Because I am hopelessly susceptible to trends, I am currently trying to eliminate added sugar from my diet. I don’t want to harp on too much about my “conversion” at this point, I’ve felt similarly positive at the outset of low carb, low fat, low cal eating regimes and we all know how those have gone. What appeals to me most about ditching sugar is that it eliminates most processed foods as options and thus forces me to focus on whole, real food.
I’m not zealous (or crazy) enough to try to remove fruit from my diet and I still crave baked goods, so I’ve been experimenting with baking without added sugar. These muffins hit the spot, and feel downright virtuous. I adapted them for what I had in my pantry from The Healthy Maven (if you are looking for more healthy recipes it’s a really nice site).
Makes 12 Muffins
1 cup rolled oats
1 cup whole wheat flour
1 tsp baking soda
1 tsp baking powder
big pinch of sea salt
3-4 ripe bananas
1/2 cup natural peanut butter
1/2 cup milk (almond or coconut will work fine)
1 tsp vanilla extract
1 large egg
- Preheat the oven to 350 F or 175 C and line a 12 muffin tin with liners (or grease to ensure muffins don’t stick).
- Put the dry ingredients in a food processor and whir until oats have been turned to flour.
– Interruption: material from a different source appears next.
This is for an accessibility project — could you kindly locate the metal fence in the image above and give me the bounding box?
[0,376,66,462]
Empty into a clean bowl. If you don’t have a food processor it is fine to use whole oats, just soak them in the milk for 10 minutes before adding to the mix.
- Put the wet ingredients into the food processor and combine (or mix well in a clean bowl). Add the dry ingredients to the wet and process or stir to combine.
- Divide batter evenly into 12 muffin cups.
- Bake for 20 minutes or until they are golden on top and a skewer comes out clean.
- Cool and store in a sealed container for up to 4 days.